The Arial Font
Arial is a very popular font with a contemporary sans serif design. The font family is also on the font families assumed to be present for PDF viewing. This could be because curves are are softer and fuller compared to other industrial style sans serif faces. This is owing to the treatment of curves by the font.
Problems with PDF files
We have found it can be rather problematic, regardless of the version of the font, for working with PDF. The reason for this is that there is more than ONE version of Arial floating around. Recounting a recent issue I looked into for our PDF Viewer will show this issue more clearly.
We had a PDF file which contained columns of text on a page. On our viewer, they were not aligned correctly. Digging into the file it turned out that the alignment was being achieved using spaces in Arial.
There were no widths defined for the space character, so we used the Arial space width defined in the AFM files. But Acrobat was using the space width from the Arial truetype font (and these values are not identical).
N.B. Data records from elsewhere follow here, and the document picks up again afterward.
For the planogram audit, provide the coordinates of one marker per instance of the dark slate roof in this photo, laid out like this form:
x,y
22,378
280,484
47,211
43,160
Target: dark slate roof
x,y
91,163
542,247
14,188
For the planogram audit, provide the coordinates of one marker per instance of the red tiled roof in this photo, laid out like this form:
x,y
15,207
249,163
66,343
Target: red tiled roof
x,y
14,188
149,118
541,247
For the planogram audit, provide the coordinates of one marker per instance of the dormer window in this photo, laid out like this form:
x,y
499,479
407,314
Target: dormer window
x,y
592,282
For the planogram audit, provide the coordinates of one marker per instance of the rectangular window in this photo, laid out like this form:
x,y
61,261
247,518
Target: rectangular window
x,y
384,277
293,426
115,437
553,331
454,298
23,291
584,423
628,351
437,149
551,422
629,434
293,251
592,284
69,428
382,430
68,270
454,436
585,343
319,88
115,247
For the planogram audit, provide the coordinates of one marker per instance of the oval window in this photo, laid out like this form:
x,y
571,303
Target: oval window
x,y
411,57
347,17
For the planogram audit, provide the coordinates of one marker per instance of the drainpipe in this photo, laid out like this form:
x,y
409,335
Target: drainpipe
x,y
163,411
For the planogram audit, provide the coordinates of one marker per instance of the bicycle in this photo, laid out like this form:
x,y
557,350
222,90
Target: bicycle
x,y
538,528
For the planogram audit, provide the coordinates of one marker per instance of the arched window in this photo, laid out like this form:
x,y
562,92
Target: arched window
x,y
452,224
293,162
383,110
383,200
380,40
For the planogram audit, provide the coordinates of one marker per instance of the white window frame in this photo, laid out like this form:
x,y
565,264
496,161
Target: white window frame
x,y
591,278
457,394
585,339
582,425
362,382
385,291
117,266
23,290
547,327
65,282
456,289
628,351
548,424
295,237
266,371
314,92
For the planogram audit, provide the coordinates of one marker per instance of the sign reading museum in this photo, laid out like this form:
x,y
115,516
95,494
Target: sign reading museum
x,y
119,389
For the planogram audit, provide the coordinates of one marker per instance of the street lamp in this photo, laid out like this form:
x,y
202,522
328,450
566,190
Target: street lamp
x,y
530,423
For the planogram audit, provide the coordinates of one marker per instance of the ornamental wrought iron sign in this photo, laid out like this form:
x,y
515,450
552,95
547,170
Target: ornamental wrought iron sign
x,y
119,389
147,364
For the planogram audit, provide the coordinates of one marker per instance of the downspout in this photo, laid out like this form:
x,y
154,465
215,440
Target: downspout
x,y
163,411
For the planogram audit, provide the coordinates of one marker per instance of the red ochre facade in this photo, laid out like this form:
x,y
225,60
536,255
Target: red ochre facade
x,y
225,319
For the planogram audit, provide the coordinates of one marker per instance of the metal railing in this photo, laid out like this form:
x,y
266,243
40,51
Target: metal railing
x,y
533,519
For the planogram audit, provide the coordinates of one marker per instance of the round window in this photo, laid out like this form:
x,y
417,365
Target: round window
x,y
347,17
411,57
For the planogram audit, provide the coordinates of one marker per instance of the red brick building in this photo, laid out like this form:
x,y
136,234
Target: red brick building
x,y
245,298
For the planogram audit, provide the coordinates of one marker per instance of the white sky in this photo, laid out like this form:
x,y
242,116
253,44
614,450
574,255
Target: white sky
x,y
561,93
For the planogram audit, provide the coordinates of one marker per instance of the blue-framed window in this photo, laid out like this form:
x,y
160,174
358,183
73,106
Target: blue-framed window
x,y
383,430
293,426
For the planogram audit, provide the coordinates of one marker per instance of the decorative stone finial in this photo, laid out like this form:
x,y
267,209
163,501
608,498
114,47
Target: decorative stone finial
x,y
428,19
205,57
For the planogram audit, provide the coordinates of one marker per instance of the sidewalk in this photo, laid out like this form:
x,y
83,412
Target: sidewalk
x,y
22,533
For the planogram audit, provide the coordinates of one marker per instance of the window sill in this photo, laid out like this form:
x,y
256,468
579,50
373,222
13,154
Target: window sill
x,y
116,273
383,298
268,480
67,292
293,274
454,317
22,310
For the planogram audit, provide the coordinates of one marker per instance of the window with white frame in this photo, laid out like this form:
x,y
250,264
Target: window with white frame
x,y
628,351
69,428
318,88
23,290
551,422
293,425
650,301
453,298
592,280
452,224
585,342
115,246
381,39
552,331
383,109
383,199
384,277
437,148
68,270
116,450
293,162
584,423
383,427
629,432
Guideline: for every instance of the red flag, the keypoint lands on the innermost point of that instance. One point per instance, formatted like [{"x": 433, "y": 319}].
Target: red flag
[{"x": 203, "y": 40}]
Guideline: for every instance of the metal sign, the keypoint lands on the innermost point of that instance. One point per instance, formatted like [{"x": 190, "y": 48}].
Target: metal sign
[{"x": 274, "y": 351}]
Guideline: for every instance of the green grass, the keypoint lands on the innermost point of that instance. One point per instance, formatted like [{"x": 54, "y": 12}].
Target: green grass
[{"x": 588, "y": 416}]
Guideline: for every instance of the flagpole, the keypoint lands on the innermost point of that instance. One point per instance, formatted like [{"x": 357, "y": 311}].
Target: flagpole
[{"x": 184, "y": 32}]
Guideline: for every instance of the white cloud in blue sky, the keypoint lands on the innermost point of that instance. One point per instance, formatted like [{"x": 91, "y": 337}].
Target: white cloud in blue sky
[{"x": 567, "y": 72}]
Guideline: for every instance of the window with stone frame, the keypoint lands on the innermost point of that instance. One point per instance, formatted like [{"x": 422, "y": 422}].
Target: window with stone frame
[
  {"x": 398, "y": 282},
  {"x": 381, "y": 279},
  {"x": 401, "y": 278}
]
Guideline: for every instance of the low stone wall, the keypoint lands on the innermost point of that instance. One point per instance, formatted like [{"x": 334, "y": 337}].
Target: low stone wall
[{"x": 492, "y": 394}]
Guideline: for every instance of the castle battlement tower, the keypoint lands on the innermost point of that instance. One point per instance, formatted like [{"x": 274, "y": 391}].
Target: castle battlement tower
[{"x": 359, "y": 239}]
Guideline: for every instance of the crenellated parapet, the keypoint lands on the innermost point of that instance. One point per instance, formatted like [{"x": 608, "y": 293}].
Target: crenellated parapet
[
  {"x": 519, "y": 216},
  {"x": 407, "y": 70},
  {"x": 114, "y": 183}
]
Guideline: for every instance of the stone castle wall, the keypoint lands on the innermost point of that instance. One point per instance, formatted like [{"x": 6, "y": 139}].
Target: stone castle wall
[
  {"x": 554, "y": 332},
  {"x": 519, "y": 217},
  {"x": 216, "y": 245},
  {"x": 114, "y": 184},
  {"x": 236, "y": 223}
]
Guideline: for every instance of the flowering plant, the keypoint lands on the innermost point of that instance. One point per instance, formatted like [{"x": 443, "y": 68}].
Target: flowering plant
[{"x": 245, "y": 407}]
So we could fix it by adding Arial.tff to our setup.
The Variations of Arial Font
The problem is that we are quite often dealing with at least 3 different types of the font – there is the one defined in the AFM files and then there is second as a local or embedded font (I have seen it in both non-CID TrueType, a CID version and Type1 versions). Because we are working in Java we also have access to a font from Java called ‘Arial‘ which actually contains some broken glyphs. And all of these fonts are available in slightly different versions. This can cause issues when trying to show some documents.
So it is worth including the width information of all fonts in your PDF files. A good policy is to embed your fonts as a matter of course and then you do not end up with documents which rely on local fonts on your machine to appear correctly.